Borrowers can also benefit from the lower cost of these policies. While the policies do not provide coverage for the borrower, many borrowers are more interested in price reductions than in being named on the policy. The typical borrower wants to keep closing costs as low as possible.
The lender-controlled-insurance process also saves borrowers the time and effort that it would take to track down a quotation themselves. And overall, insurance is easier to obtain on borderline-risky sites when it covers the lender, rather than the borrower.
Most lender policies provide "lesser of" coverage. This means that if pollution is discovered at the collateral property and the loan goes into default, the lender pays the outstanding loan balance or cleanup costs -- whichever is less. This product often is acceptable to third parties, including those in the securitization process.
Take the lead
Environmental insurance is not like other lines of insurance. It must be placed through an insurance broker. The lender should, therefore, maintain or develop a relationship with a qualified broker who can obtain a policy proposal that protects the lender.

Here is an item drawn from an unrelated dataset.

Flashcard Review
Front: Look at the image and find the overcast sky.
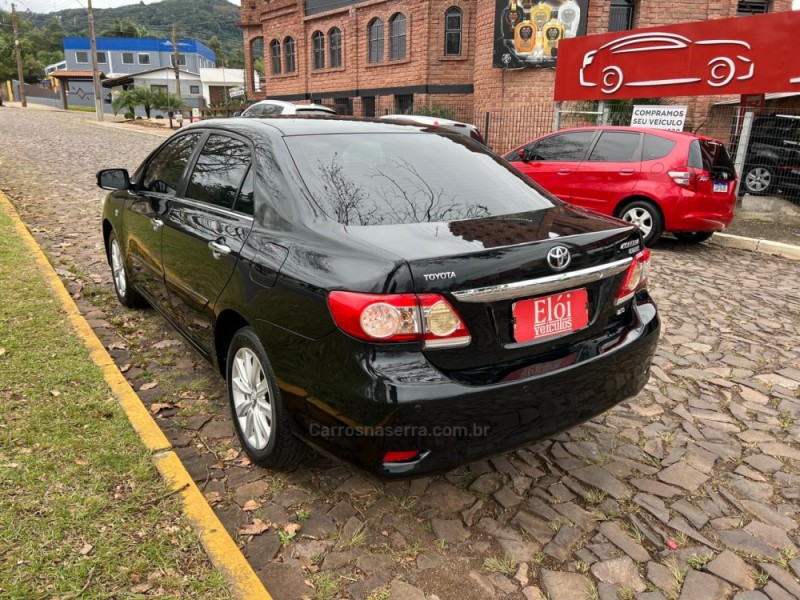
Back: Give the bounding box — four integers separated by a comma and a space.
2, 0, 239, 13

The lender also should take control of the environmental-insurance process. This will ensure that the policy, which is generally highly variable -- depending upon the circumstances of each property and loan -- meets the lender's needs.

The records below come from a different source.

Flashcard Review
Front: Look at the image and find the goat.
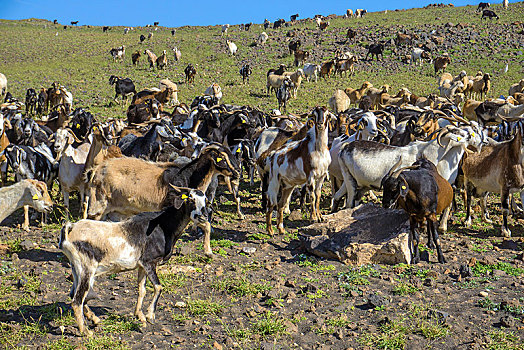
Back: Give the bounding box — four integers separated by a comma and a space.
144, 49, 157, 69
276, 78, 294, 112
60, 186, 208, 336
240, 64, 252, 84
463, 127, 524, 237
0, 179, 53, 227
344, 81, 373, 105
320, 60, 336, 80
256, 32, 269, 46
288, 39, 301, 54
185, 64, 197, 84
132, 86, 173, 106
0, 113, 9, 185
290, 13, 299, 21
156, 50, 167, 69
381, 158, 447, 263
226, 40, 237, 55
328, 89, 350, 113
159, 79, 179, 105
273, 19, 285, 29
303, 64, 321, 82
109, 46, 125, 62
434, 53, 451, 74
366, 43, 384, 61
204, 83, 223, 103
355, 9, 367, 17
25, 88, 37, 115
86, 144, 239, 255
367, 85, 390, 110
118, 122, 165, 161
481, 9, 499, 20
477, 2, 490, 11
346, 9, 354, 17
221, 24, 230, 36
319, 20, 330, 31
36, 88, 48, 115
173, 47, 181, 62
334, 56, 358, 76
333, 124, 485, 211
53, 128, 91, 214
293, 49, 309, 67
471, 73, 491, 100
132, 51, 141, 65
411, 48, 431, 66
265, 107, 333, 234
127, 99, 160, 124
283, 69, 305, 98
109, 75, 136, 103
509, 79, 524, 96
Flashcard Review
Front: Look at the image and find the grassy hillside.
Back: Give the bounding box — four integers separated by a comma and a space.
0, 3, 523, 119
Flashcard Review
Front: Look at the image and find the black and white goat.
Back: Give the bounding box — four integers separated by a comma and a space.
60, 186, 209, 336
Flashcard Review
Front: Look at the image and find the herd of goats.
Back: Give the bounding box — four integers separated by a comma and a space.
1, 5, 524, 337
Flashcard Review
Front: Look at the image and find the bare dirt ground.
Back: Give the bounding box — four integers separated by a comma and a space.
1, 180, 524, 350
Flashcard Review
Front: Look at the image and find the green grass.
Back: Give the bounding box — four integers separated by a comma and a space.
488, 330, 524, 350
211, 276, 271, 297
186, 298, 226, 316
101, 314, 141, 334
392, 281, 419, 296
0, 3, 522, 121
358, 319, 408, 350
472, 262, 524, 277
250, 311, 288, 338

It is risky to leave these decisions in the hands of the borrower and the borrower's insurance broker. They are usually less motivated to protect the lender's interests. Further, neither party may know the type of coverage that would most efficiently and effectively protect the lender.
For example, consider a lender that required environmental insurance for a loan on a collateral property that once housed an on-site dry cleaner. No subsurface environmental work had been conducted at the site. The lender merely asked the borrowers to provide the results of a Phase II environmental site assessment showing the site was "clean" or to purchase environmental insurance.
As a result, the borrower obtained a borrower-policy option. This proposal contained no coverage for pre-existing conditions and was inadequate to protect the lender against risks from the prior dry cleaner.
Had the lender taken the lead, it could have discovered that it was possible to obtain a policy with a lower premium that would cover the lender exclusively and that would cover pre-existing conditions.